IN a trial that laid bare the most horrific facets of his murderous past, Robert Black betrayed no emotion.

The balding 64-year-old, now an ageing shadow of his menacing mugshot of 20 years ago, occasionally raised his eyes to the ceiling and asked for his specialised hearing device to be replaced.

Born in 1947 near Falkirk in Scotland to single mother Jesse Hunter Black, “Smelly Robbie Tulip” was put up to be fostered within weeks.

The couple who took him in -- the Tulips -- were in their 50s and lived in Kinlochleven in the West Highlands. Within 11 years both had died and Black was placed in a Falkirk children’s home.

He claims his desire to self-abuse and his fascination with young girls had already developed well before then.

“I’d like to know where it came from,” he told police years later. “I’ve got the two unfortunate distinctions now -- I’m attracted to young girls and I abuse myself. Someone once said to me, a so-called doctor, that it had to be a learned behaviour.”

As a 12-year-old, he was accused of trying to rape a young girl. No charges came of it, but as a result Black was moved to an all-boys home in Musselburgh, where he claims he was sexually abused by male staff.

Peter Ritchie, a retired detective superintendent from Lothian and Borders Police who spent five years at Europol, was at Musselburgh Grammar School at the same time as Black. He spent four years working on the Caroline Hogg investigation.

“I remember he broke my cousin’s nose in a fight,” he says. “The kids from the Red House home were hellishly treated because they were different.

“I will never forget the day we were told that the body found in England was Caroline Hogg’s. It was incredible -- the devastating effect it had on this team of hardened detectives. My own daughter was the same age at the time and it was just the most terrible thing.”

In Musselburgh Black worked as a lifeguard. Twenty years later Caroline Hogg would disappear close to those same pools.

When he turned 15, Black moved west again, to Greenock.

A year later, in 1963, he faced the courts for the first time after molesting a seven-year-old girl in an abandoned air raid shelter.He had lured her from a swing park with the promise of showing her a box of kittens. Instead he choked her to within an inch of her life and then violated her. Yet he was not incarcerated for the crime, receiving only a caution for lewd and libidinous behaviour.

Black relocated back to Falkirk, where he started dating his one and only girlfriend. They stayed together for a while and Black even asked her to marry him. She said no and the relationship ended acrimoniously.
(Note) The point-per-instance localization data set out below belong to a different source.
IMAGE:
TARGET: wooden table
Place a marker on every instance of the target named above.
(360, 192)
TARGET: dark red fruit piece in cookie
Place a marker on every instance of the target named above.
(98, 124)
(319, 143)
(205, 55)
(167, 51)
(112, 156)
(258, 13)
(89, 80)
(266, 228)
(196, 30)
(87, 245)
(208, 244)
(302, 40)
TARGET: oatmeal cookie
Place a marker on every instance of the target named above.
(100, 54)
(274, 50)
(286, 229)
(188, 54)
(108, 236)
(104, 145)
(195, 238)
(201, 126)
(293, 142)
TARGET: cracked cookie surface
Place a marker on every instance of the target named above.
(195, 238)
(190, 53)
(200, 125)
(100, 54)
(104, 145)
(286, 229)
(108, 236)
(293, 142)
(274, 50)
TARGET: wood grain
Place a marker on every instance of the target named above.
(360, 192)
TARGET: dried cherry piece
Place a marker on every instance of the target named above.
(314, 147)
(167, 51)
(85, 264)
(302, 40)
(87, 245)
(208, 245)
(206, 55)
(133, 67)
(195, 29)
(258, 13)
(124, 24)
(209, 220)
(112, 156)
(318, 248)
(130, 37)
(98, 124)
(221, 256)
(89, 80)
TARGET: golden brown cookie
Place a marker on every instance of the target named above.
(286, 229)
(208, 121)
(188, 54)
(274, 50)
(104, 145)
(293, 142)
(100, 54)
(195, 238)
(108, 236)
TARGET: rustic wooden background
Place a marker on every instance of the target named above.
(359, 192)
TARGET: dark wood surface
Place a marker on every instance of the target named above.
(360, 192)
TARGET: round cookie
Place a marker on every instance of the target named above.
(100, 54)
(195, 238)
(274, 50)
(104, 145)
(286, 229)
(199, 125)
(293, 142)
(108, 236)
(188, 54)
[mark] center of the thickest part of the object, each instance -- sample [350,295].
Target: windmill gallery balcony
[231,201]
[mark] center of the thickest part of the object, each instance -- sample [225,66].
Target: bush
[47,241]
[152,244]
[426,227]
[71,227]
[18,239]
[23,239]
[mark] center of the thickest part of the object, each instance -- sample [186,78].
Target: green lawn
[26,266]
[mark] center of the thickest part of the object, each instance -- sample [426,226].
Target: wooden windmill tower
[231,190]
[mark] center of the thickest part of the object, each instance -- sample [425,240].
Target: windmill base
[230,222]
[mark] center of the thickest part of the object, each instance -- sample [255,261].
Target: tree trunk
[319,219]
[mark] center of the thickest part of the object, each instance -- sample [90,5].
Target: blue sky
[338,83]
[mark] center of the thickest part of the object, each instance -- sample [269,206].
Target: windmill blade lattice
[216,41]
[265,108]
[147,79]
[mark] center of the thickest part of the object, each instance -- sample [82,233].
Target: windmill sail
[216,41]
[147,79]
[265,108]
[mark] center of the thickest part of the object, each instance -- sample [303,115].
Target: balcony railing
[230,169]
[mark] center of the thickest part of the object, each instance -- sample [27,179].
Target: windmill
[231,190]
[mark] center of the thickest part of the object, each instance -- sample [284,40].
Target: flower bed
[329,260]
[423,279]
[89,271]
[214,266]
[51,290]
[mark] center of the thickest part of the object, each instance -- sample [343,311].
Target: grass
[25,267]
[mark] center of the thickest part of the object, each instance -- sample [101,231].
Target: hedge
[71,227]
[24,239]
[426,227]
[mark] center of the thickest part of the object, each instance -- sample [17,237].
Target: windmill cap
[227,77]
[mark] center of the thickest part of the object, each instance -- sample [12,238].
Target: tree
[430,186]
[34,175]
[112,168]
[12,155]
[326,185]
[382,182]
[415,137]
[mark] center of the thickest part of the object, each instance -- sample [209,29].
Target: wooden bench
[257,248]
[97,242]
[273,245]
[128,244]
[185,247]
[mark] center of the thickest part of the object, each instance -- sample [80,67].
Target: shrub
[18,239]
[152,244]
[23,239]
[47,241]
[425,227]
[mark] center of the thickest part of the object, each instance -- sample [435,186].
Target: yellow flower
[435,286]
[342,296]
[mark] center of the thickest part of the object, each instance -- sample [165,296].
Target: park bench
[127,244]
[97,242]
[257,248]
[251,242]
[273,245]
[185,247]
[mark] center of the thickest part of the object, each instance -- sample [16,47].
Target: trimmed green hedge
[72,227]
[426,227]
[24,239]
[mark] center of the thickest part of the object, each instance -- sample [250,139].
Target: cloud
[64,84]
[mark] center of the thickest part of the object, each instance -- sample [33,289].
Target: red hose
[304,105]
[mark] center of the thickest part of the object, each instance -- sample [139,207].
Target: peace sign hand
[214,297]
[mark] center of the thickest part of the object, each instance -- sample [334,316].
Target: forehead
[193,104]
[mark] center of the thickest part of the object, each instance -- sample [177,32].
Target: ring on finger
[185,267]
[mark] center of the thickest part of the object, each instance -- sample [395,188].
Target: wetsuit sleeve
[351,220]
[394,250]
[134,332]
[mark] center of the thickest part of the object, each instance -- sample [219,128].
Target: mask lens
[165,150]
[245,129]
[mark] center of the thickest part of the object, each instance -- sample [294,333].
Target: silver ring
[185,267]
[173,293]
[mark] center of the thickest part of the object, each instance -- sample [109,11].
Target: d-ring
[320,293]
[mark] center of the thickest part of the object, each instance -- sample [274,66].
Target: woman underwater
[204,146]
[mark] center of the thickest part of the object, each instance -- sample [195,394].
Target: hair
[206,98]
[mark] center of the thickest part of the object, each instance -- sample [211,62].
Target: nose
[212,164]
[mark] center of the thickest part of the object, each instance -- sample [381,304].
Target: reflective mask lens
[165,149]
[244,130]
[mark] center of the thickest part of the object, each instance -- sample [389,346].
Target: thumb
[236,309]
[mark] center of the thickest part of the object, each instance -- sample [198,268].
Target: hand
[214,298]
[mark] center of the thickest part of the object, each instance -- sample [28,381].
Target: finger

In 1966, while working as a builder back in Kinlochleven, he was reported for abusing the daughter of a couple he was lodging with.

In 1967 he was found guilty of three counts of indecent assault and sent to borstal in Polmont for a year.

“I did not like getting locked up and vowed I’d never get locked up again,” he later told police.

Black moved to London on his release and soon became immersed in child pornography.

Again he found work as a swimming pool attendant, where he could earn money while spying on young girls in their costumes.

Swimsuits were one of the paedophile’s particular fetishes, and behind the locked door of his rented room in north London he would squeeze himself into young girls’ costumes and act out sordid sex acts.

A one-piece suit found in his van when he was finally captured in Stow in 1990 was sized to fit ages eight to 10.

He travelled to Copenhagen and then to Amsterdam to buy child pornography.

He also obtained his driving licence, enabling him to secure a job with Poster, Dispatch and Storage, a London-based delivery firm, in 1976.

The back of his van became a lair where he would abuse himself and his victims with a vile stash of crudely-fashioned instruments.

A delivery run took him past Coldstream in 1982 when he snatched Susan Maxwell, back to Portobello a year later when he stole Caroline Hogg from the promenade, and through Leeds in 1986 where he abducted Sarah Harper.

Black went to Northern Ireland in August 1981 to deliver posters, and it was there he murdered Jennifer Cardy.

Ultimately the receipts relating to this delivery trip proved his undoing.